Although hCE-1 and hCE-2 are both members of the 60-kDa serine esterase superfamily, they differ substantially. The sequence homology between these two enzymes is only 48% (Pindel et al., 1997). hCE-1 is an M_r 180,000 trimer with an isoelectric point of 5.8 (Pindel et al., 1997), whereas hCE-2 is a monomer with an isoelectric point of 4.9 (Brzezinski et al., 1994). Substantial differences in substrate specificity also exist between the two isoforms. For example, hCE-1 hydrolyzes the methyl ester of cocaine, whereas hCE-2 hydrolyzes the benzoyl ester (Brzezinski et al., 1994; Pindel et al., 1997). In addition, hCE-1, but not hCE-2, hydrolyzes the ethyl ester of meperidine and delapril. In contrast, hCE-2 hydrolyzes aspirin and procaine, whereas hCE-1 does not (Takai et al., 1997). The activation of irinotecan to 7-ethyl-10-hydroxycamptothecin (SN38) is catalyzed by hCE-2 with greater affinity and higher velocity compared with hCE-1 (Humerickhouse et al., 2000). The differences in the substrate specificity of hCE-1 and hCE-2 may lead to erroneous results when predicting intestinal absorption based on the transport data obtained using a Caco-2 cell monolayer.

It is difficult to understand why Caco-2 cells express hCE-1 in a manner similar to the human liver, given the fact that these cells are derived from a colon adenocarcinoma. Sanghani et al. (2003) studied the expression of hCE-1 and hCE-2 by Northern blotting and RT-PCR in the normal colon and colon tumors. The expression of hCE-2 was much higher than that of hCE-1, and both proteins were similarly expressed in paired tumors and normal colon tissue. Xie et al. (2002) also reported higher expression of hCE-2 than hCE-1 in the normal colon and colon tumors, with greater expression of both proteins in adjacent normal colon tissue than in adenocarcinoma. It is clear that hCE-2 is an abundant protein in the colon tissue, although the expression level differs between the normal colon and colon tumors. Furthermore, Pavillard et al. (2002) demonstrated the expression of CES in colon cell lines by RT-PCR. The expression of hCE-1 is higher in HT-29 cells than in LoVo cells, whereas the expression of hCE-2 is very similar in both cell lines and always much higher than the expression of hCE-1. The expression pattern of CES in Caco-2 cells is very different from that in colon tissue and other colon cell lines.

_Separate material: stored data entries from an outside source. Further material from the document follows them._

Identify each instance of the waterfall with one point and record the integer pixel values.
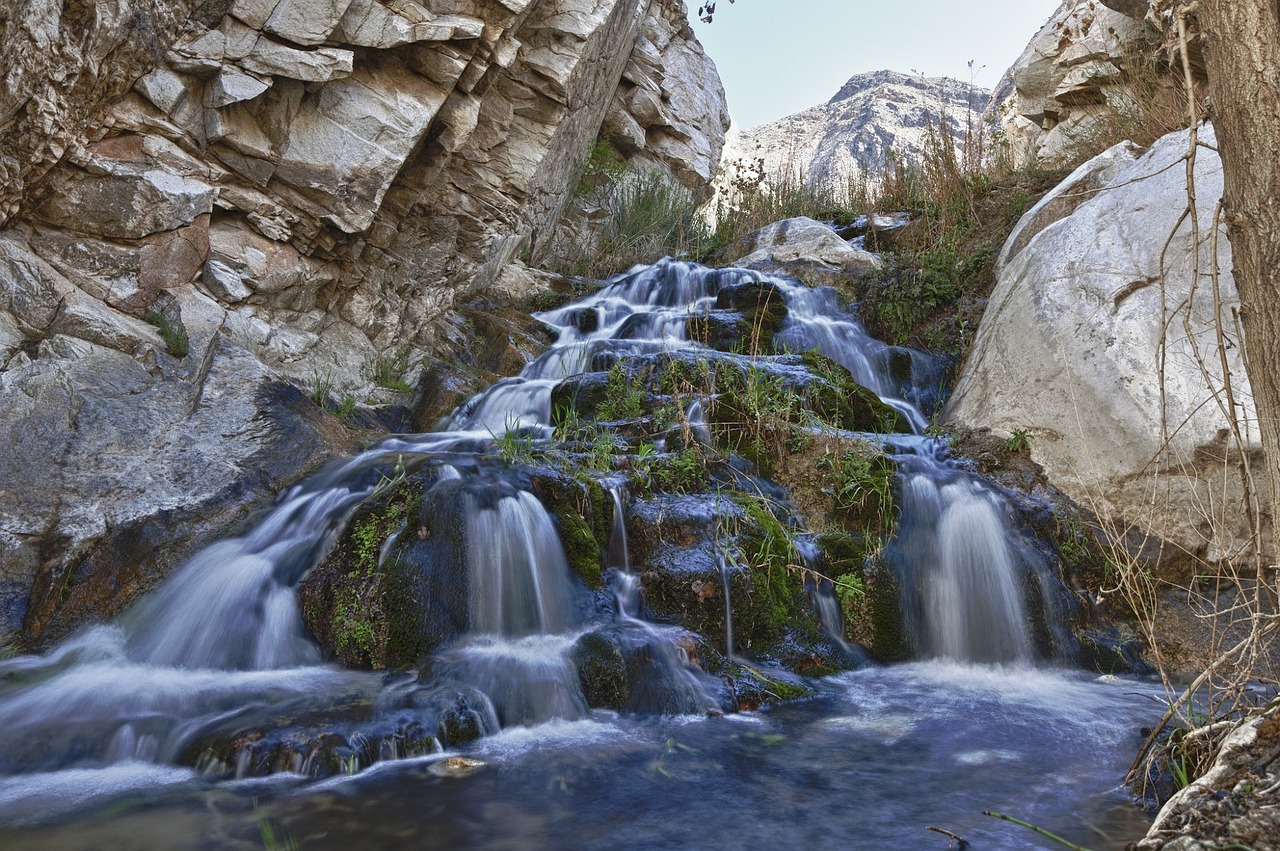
(519, 577)
(223, 636)
(963, 582)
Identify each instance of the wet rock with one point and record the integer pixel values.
(1237, 801)
(799, 245)
(269, 170)
(394, 585)
(1089, 286)
(874, 618)
(602, 671)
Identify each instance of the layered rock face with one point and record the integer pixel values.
(851, 136)
(1111, 366)
(1084, 77)
(211, 205)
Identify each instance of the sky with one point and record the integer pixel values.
(780, 56)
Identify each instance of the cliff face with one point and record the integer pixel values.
(850, 136)
(209, 205)
(1092, 76)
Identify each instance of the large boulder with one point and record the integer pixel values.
(1111, 367)
(799, 246)
(128, 444)
(1087, 72)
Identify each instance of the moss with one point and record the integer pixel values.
(581, 548)
(602, 671)
(366, 616)
(874, 617)
(841, 401)
(402, 605)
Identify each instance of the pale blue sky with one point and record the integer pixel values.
(780, 56)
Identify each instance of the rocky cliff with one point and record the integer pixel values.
(1092, 76)
(851, 136)
(210, 205)
(1100, 342)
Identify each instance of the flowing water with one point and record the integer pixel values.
(100, 740)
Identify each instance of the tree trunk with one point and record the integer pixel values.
(1242, 56)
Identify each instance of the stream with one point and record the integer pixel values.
(108, 741)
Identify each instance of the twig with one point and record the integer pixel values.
(959, 840)
(1036, 829)
(1174, 707)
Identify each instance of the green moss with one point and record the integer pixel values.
(371, 613)
(776, 590)
(174, 334)
(871, 596)
(581, 548)
(841, 401)
(602, 672)
(624, 398)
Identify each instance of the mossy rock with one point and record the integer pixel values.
(839, 399)
(583, 512)
(762, 310)
(602, 671)
(581, 549)
(355, 608)
(874, 620)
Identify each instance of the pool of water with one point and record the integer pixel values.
(873, 762)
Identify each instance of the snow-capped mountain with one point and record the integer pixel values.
(853, 133)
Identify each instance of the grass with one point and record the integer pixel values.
(648, 215)
(862, 481)
(388, 371)
(174, 334)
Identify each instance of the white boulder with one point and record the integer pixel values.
(1111, 367)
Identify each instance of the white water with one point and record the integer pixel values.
(224, 631)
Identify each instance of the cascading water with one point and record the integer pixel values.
(220, 646)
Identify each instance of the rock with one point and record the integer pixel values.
(1234, 803)
(1070, 86)
(799, 243)
(851, 137)
(1069, 349)
(307, 191)
(369, 23)
(124, 200)
(124, 457)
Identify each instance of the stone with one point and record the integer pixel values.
(370, 23)
(800, 241)
(851, 137)
(318, 65)
(351, 140)
(1068, 87)
(304, 188)
(124, 200)
(233, 86)
(1069, 351)
(305, 22)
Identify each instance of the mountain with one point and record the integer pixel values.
(854, 132)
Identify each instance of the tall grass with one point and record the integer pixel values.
(648, 215)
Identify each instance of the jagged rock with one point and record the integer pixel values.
(126, 200)
(306, 190)
(851, 136)
(124, 457)
(1069, 87)
(1234, 803)
(1070, 351)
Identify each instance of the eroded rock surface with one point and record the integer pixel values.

In summary, Caco-2 cells show high levels of hydrolase activity that can nearly completely hydrolyze temocapril during transport. The major hydrolyzing enzyme is hCE-1, which is abundantly expressed in the human liver, in contrast to the abundant expression of hCE-2 in the human small intestine and colon. Since the substrate specificity of hCE-1 differs from that of hCE-2, it is suggested that the prediction of human intestinal absorption based on the results obtained using a Caco-2 cell monolayer should be performed with care for ester- and amide-containing drugs such as prodrugs.